Wednesday, September 7, 2011

The Art of Contentment Part One

Contentment is something most people strive for.
Usually we think about contentment when we aren't content.
It usually goes something like, "If I only had this... or if I were in this place...or if I wasn't here..."
Sound familiar?

We may think of contentment as a lofty aspiration and something that only really wealthy or
incredibly aged people have.

I've met quite a few people who are in their eighth decade and are quite discontent with their lives.
They long for the times when their bodies were healthier or their minds were sharper or their families lived nearer.

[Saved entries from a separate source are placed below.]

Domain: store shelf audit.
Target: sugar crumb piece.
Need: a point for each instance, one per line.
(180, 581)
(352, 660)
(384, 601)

Perhaps it's the longing for things not obtained that produces this lack of contentment.

But what if the exact spot we're in in our lives this day is exactly what God intends for us?

What if we chose to live in this day instead of looking at this day and deciding that it's not right because we don't have everything we want or desire or wish for.

It'll require a change in perspective. What if a Jeep with no air conditioning on a 100 degree day is exactly what I need? Or if a bank account that has enough, but not much left over. Or I'm single. Or I'm childless?

I was forced to think about these things a year ago when I was pregnant with our daughter and we learned that she would not live after birth and then a month later at five months pregnant, she died.

Many people said that I only had to believe and ask God for a healing and miracle and it would happen.
I prayed for a miracle.
I believed it could happen.
It didn't.

When she died, I remember feeling and even saying to a friend that I wasn't ready to let her go.

So how do I marry that God gives us exactly what we need when we need it and the fact that my heart wasn't ready to let go?
Seems like a contradiction, right?
If getting pregnant with a baby that was going to die was exactly what I needed and what glorified God the most, then why did it hurt so stinking much?
For that matter why does it still hurt?

The answer isn't simple and I'm not even sure I fully understand it myself.

I have to go back to the beginning---to Genesis when Adam and Eve had everything they needed in the Garden and through deception they introduced sin into the world.

I am a child of Adam, but through Jesus Christ, I've been adopted into God's family.

Because of that adoption, I can carry a child that is going to die and be at peace through the pain that this is indeed God's best for me.

For that matter I can continue to live everyday after her death knowing that God did what was best and it's in that changing of my perspective, that dying to my deceptive emotions and feelings, that focus on my Creator and the life to come that I can choose to be content with whatever my circumstances are.